Does calibration frequency determine incident liability?

The building code requires exhaust gas detectors in vehicle storage and repair facilities not for safety or health protection of the occupants as you would expect. Parking garages built in the sixties has ventilation system that run continuously 24/7 until the energy crisis of the seventies when basic gas detection was specified to control ventilation system in order to reduce operating costs specially in heated parkades.

The competitive bidding process of the construction industry meant that the least expensive sensor that just meet the minimum building code specifications won the contract. The frequent recalibration up to 4 times a year worked very well financially for calibration/service providers like us. As a result nobody wanted to change the status quo even after regular gas incidents except us.

While we research and introduce a better sensor to improve air quality in parkades, our competitors were working hard to justify a high frequency of calibration for all types of sensors to increase service revenue.

The truth is there is no law to force you to have a certain calibration frequency. Technology move so fast and regulations are so slow that it would not make sense for regulators. You must rely on companies like us to provide you with the field data from thousand of sensor calibration to determine ideal calibration frequency.

You are legally responsible to make sure that any workers working in your facility are not exposed to any chemicals including hazardous gases under the provincial occupational health and safety Act. When an incident happens in a building occupational health and safety deal with the workers and the fire department deals with the public.
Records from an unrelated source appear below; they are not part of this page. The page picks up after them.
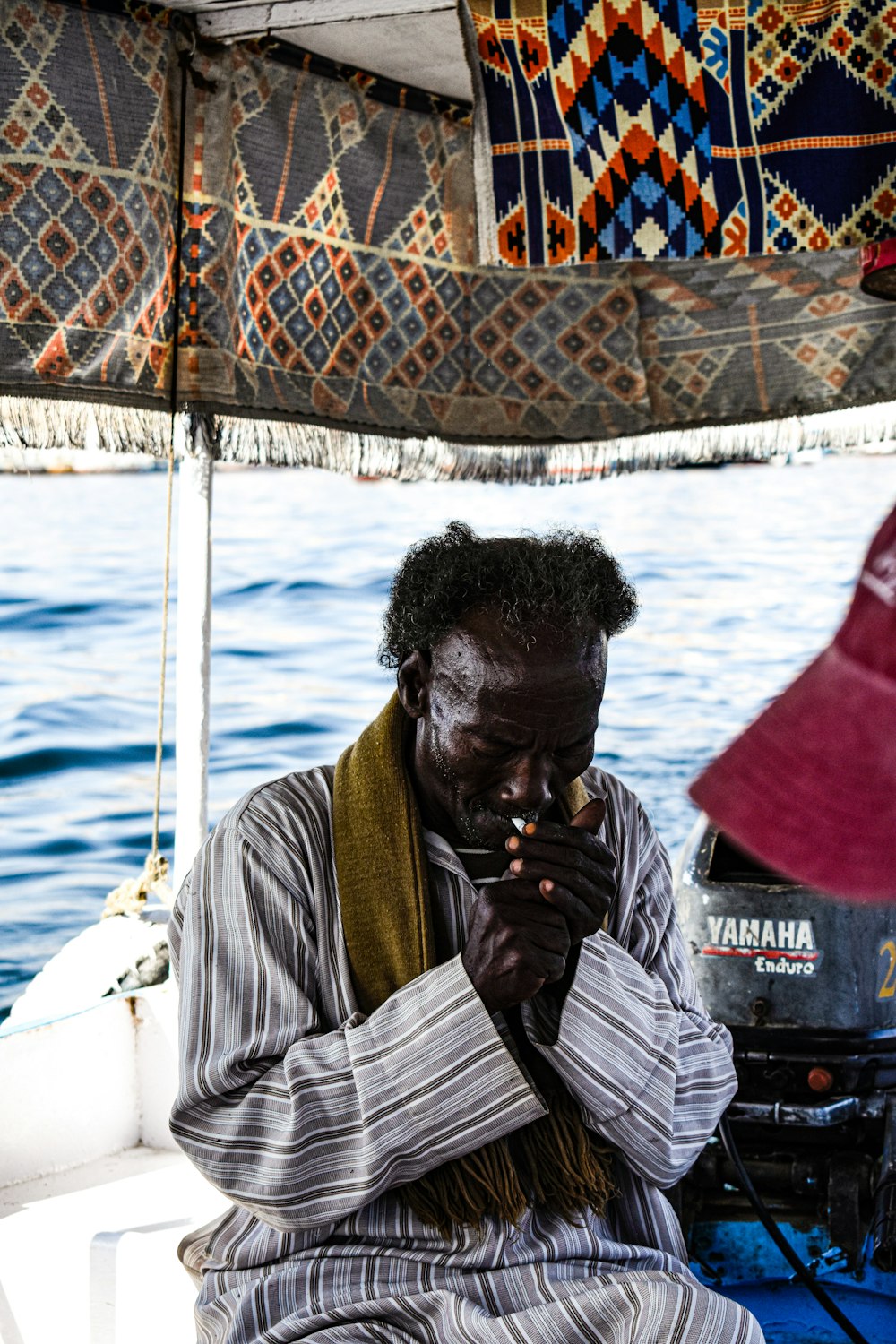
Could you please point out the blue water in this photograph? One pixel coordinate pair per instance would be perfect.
(743, 574)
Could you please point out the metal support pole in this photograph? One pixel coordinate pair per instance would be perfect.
(194, 647)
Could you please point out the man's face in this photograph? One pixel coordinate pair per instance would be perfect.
(501, 728)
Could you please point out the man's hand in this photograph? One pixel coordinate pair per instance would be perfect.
(514, 945)
(573, 871)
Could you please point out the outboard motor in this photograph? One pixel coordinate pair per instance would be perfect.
(807, 986)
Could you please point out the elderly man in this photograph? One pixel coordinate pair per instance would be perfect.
(441, 1043)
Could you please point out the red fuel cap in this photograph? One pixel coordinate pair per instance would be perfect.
(879, 269)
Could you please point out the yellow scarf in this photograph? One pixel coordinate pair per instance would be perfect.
(554, 1161)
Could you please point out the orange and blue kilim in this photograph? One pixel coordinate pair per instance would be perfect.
(683, 128)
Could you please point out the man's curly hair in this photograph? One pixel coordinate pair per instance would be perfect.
(565, 582)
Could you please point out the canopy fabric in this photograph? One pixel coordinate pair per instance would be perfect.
(328, 279)
(681, 128)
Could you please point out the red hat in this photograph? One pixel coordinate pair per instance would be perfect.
(810, 787)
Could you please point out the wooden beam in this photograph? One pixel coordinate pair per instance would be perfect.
(238, 21)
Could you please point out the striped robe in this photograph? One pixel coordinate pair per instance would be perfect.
(308, 1115)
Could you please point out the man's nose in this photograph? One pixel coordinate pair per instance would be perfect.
(528, 788)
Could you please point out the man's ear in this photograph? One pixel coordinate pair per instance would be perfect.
(413, 683)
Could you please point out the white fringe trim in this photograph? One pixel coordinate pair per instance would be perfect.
(35, 424)
(284, 444)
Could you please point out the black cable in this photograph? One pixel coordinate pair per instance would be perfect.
(780, 1239)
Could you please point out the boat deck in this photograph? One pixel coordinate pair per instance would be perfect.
(90, 1255)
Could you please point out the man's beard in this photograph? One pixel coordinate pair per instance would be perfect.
(463, 816)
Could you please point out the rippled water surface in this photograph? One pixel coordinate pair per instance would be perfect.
(743, 574)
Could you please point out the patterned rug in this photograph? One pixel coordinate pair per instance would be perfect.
(328, 273)
(681, 128)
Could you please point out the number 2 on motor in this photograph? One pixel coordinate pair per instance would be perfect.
(888, 988)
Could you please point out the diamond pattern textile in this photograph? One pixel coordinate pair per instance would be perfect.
(681, 128)
(327, 266)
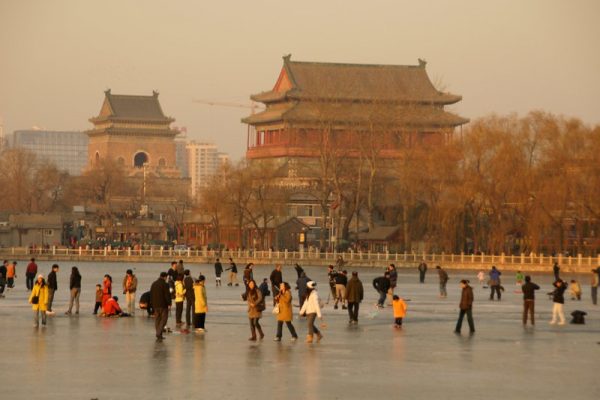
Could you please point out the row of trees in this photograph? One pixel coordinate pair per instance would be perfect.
(505, 184)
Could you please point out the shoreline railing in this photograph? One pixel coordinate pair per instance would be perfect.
(537, 261)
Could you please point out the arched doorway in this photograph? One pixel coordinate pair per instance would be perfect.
(140, 159)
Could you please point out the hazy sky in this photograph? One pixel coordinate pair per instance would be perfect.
(57, 57)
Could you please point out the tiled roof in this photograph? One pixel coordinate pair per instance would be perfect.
(366, 82)
(133, 107)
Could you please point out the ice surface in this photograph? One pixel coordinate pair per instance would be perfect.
(86, 357)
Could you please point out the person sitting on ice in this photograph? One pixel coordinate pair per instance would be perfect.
(112, 308)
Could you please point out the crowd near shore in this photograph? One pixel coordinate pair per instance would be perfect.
(176, 288)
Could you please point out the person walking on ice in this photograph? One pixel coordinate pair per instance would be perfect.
(558, 301)
(466, 307)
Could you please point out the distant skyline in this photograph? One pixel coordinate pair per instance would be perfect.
(57, 57)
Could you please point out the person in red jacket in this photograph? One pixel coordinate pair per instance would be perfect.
(111, 307)
(106, 289)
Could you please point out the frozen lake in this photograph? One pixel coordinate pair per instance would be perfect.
(86, 357)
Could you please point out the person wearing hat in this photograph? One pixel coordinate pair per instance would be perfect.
(312, 309)
(160, 296)
(129, 289)
(594, 284)
(558, 301)
(354, 295)
(200, 304)
(52, 287)
(466, 307)
(39, 301)
(75, 288)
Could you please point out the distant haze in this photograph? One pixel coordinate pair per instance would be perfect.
(57, 57)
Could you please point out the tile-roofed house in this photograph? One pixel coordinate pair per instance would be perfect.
(388, 100)
(133, 131)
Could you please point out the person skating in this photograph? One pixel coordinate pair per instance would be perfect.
(106, 289)
(284, 300)
(218, 272)
(11, 274)
(422, 271)
(30, 273)
(200, 304)
(146, 303)
(39, 301)
(528, 290)
(190, 294)
(354, 296)
(302, 283)
(276, 279)
(494, 282)
(52, 287)
(256, 306)
(232, 273)
(112, 308)
(129, 289)
(382, 285)
(161, 302)
(575, 290)
(331, 274)
(3, 278)
(399, 307)
(558, 301)
(594, 285)
(248, 273)
(299, 270)
(341, 280)
(264, 289)
(443, 276)
(98, 303)
(312, 309)
(75, 288)
(466, 307)
(179, 298)
(556, 271)
(393, 274)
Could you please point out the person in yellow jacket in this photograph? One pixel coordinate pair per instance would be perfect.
(179, 297)
(399, 306)
(200, 304)
(39, 300)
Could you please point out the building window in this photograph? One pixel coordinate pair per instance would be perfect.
(140, 159)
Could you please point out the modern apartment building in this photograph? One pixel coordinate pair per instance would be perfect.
(67, 149)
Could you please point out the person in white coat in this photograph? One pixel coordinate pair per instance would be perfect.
(312, 309)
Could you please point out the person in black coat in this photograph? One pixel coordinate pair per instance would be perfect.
(161, 302)
(556, 271)
(218, 272)
(276, 279)
(558, 300)
(382, 285)
(466, 307)
(52, 287)
(190, 297)
(146, 303)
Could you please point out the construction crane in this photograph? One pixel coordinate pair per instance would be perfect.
(253, 106)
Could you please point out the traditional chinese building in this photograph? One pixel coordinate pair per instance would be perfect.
(134, 132)
(397, 103)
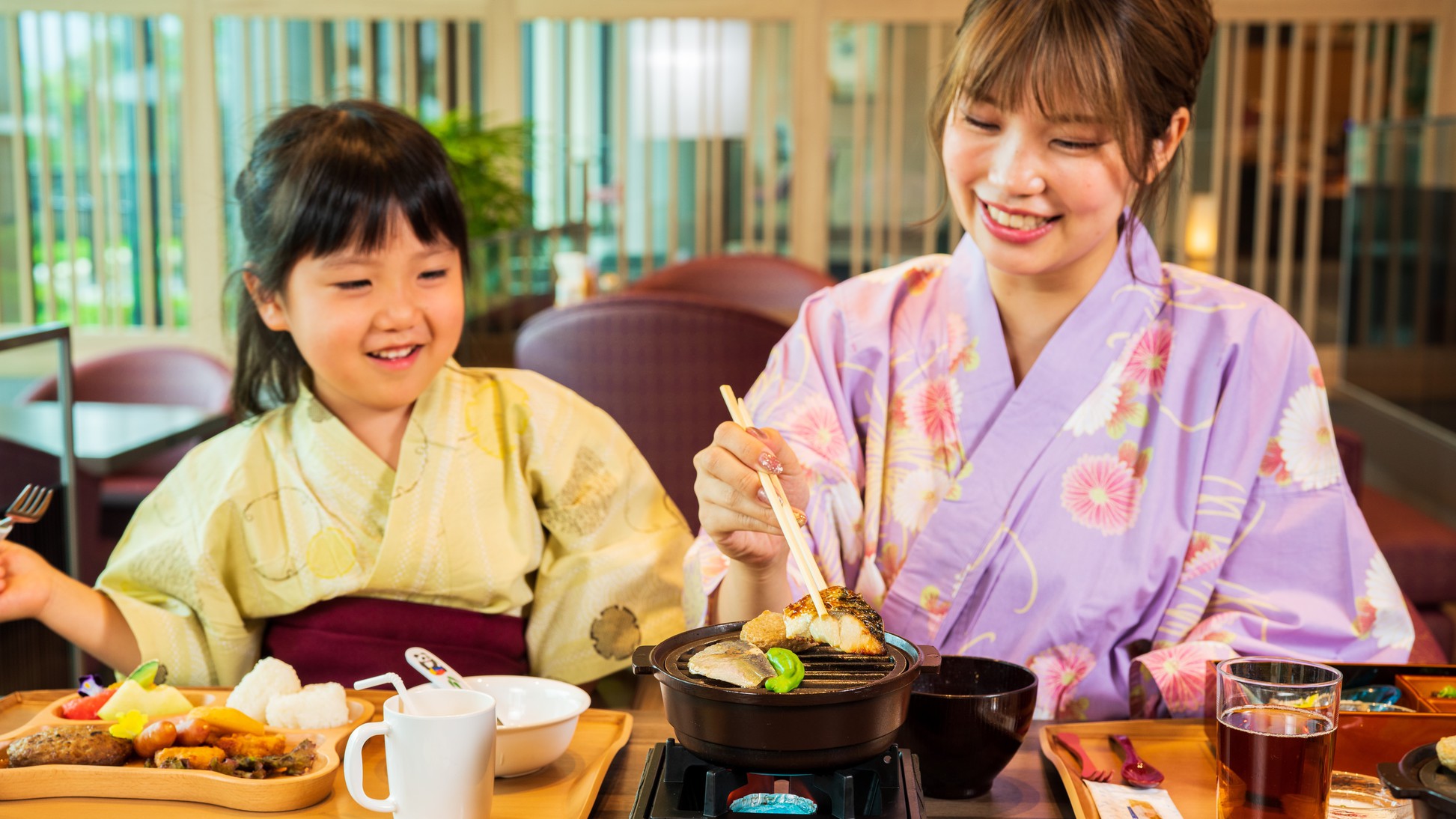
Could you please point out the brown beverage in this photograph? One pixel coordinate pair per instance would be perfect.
(1279, 763)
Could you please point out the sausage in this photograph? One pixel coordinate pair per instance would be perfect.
(155, 737)
(192, 732)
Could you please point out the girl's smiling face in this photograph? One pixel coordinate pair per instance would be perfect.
(1038, 195)
(373, 327)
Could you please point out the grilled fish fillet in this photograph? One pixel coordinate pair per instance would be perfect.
(769, 631)
(737, 662)
(850, 624)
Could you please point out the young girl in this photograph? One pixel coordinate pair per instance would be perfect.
(1050, 446)
(380, 496)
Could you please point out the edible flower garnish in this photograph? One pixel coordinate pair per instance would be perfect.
(130, 725)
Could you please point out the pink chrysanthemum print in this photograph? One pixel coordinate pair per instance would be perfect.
(1059, 671)
(819, 427)
(1101, 493)
(1203, 557)
(1273, 463)
(1129, 411)
(1148, 366)
(918, 277)
(1180, 672)
(933, 410)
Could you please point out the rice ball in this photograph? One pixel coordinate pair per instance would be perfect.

Each province, state or even individual city in North America can set up its own rules about hazardous materials in buildings. We have found that California cities have the best regulations.

Eliminating incidents by choosing the most effective exhaust gas monitoring system is the best policy. Communicating urgently with the affected people in the area through loud audible and visual alarm is critical to avoid serious incidents.

My personal involvement with a dozen incidents over the last 30 years has help me determined the steps to eliminate gas related incidents to near zero. Increasing calibration frequency in most cases provide an expensive false sense of security.